Ecosyste.ms: Awesome

An open API service indexing awesome lists of open source software.

Awesome Lists | Featured Topics | Projects

https://github.com/lendup/fs2-blobstore

Minimal, idiomatic, stream-based Scala interface for key/value store implementations
https://github.com/lendup/fs2-blobstore

fs2 scala

Last synced: about 1 month ago
JSON representation

Minimal, idiomatic, stream-based Scala interface for key/value store implementations

Awesome Lists containing this project

README

        

# fs2-blobstore

[![Build Status](https://travis-ci.org/lendup/fs2-blobstore.svg?branch=master)](https://travis-ci.org/lendup/fs2-blobstore)
[![Maven Central](https://maven-badges.herokuapp.com/maven-central/com.lendup.fs2-blobstore/core_2.12/badge.svg)](http://search.maven.org/#search%7Cga%7C1%7Cg%3A%22com.lendup.fs2-blobstore%22)
[![codecov](https://codecov.io/gh/lendup/fs2-blobstore/branch/master/graph/badge.svg)](https://codecov.io/gh/lendup/fs2-blobstore)
[![Join the chat at https://gitter.im/fs2-blobstore/Lobby](https://badges.gitter.im/Join%20Chat.svg)](https://gitter.im/fs2-blobstore/Lobby)

Minimal, idiomatic, stream-based Scala interface for key/value store implementations.
It provides abstractions for S3-like key/value store backed by different persistence
mechanisms (i.e.

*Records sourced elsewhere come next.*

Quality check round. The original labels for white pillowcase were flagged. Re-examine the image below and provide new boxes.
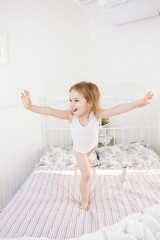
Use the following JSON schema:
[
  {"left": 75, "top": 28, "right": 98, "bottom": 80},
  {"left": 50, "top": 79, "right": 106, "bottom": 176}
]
[
  {"left": 40, "top": 146, "right": 98, "bottom": 167},
  {"left": 96, "top": 142, "right": 160, "bottom": 168}
]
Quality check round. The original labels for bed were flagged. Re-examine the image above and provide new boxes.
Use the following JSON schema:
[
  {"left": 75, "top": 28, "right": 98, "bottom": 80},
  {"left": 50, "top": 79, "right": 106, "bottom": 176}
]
[{"left": 0, "top": 91, "right": 160, "bottom": 239}]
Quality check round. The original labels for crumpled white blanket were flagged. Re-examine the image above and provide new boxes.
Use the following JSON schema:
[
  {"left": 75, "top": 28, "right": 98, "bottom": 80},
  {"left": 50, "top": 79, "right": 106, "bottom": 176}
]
[{"left": 2, "top": 204, "right": 160, "bottom": 240}]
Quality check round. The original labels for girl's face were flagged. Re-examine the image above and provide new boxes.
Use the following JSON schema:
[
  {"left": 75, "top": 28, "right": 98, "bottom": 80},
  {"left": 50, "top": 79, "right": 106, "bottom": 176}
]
[{"left": 69, "top": 90, "right": 90, "bottom": 117}]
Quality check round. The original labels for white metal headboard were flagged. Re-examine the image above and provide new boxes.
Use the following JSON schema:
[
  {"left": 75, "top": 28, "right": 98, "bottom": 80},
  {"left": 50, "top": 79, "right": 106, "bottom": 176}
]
[{"left": 41, "top": 98, "right": 160, "bottom": 154}]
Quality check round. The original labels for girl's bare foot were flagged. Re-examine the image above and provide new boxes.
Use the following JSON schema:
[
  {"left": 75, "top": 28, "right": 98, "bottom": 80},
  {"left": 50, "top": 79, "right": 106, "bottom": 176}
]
[
  {"left": 80, "top": 201, "right": 88, "bottom": 211},
  {"left": 88, "top": 157, "right": 96, "bottom": 167}
]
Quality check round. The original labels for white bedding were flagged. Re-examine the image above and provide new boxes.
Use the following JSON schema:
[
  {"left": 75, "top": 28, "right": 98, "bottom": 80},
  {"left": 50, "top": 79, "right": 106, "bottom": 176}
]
[{"left": 2, "top": 204, "right": 160, "bottom": 240}]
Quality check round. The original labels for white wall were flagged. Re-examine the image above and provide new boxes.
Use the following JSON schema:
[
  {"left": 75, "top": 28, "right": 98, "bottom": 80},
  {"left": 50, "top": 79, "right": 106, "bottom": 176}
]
[
  {"left": 0, "top": 0, "right": 89, "bottom": 209},
  {"left": 0, "top": 0, "right": 89, "bottom": 102},
  {"left": 0, "top": 0, "right": 160, "bottom": 209},
  {"left": 90, "top": 13, "right": 160, "bottom": 97}
]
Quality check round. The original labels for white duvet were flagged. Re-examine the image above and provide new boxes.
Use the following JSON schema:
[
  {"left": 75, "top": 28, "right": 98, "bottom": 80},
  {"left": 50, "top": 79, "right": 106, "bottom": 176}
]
[{"left": 2, "top": 204, "right": 160, "bottom": 240}]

S3, FileSystem, sftp, etc).

### Installing

fs2-blobstore is deployed to maven central, add to build.sbt:

```sbtshell
libraryDependencies ++= Seq(
"com.lendup.fs2-blobstore" %% "core" % "0.6.+",
"com.lendup.fs2-blobstore" %% "sftp" % "0.6.+",
"com.lendup.fs2-blobstore" %% "s3" % "0.6.+"
)
```

`core` module has minimal dependencies and only provides `FileStore` implementation.
`sftp` module provides `SftpStore` and depends on [Jsch client](http://www.jcraft.com/jsch/).
`s3` module provides `S3Store` and depends on [AWS S3 SDK](https://docs.aws.amazon.com/sdk-for-java/v1/developer-guide/examples-s3.html)

### Store Abstraction

The goal of the [Store interface](core/src/main/scala/blobstore/Store.scala) is to
have a common representation of key/value functionality (get, put, list, etc) as
streams that can be composed, transformed and piped just like any other `fs2.Stream`
or `fs2.Sink` regardless of the underlying storage mechanism.

This is especially useful for unit testing if you are building a S3 or SFTP backed
system as you can provide a filesystem based implementation for tests that is
guaranteed to work the same way as you production environment.

The three main activities in a key/value store are modeled like:

```scala
def list(path: Path): fs2.Stream[F, Path]
def get(path: Path, chunkSize: Int): fs2.Stream[F, Byte]
def put(path: Path, contentLength: Long): fs2.Sink[F, Byte]
```

Note that `list` and `get` are modeled as streams since they are reading
(potentially) very large amounts of data from storage, while `put` is
represented as a sink of byte so that any stream of bytes can by piped
into it to upload data to storage.

### Implicit Ops

`import blobstore.implicits._`

[StoreOps](core/src/main/scala/blobstore/StoreOps.scala) and
[PathOps](core/src/main/scala/blobstore/Path.scala) provide functionality on
both `Store` and `Path` for commonly performed tasks (i.e. upload/download a
file from/to local filesystem, collect all returned paths when listing, composing
paths or extracting filename of the path).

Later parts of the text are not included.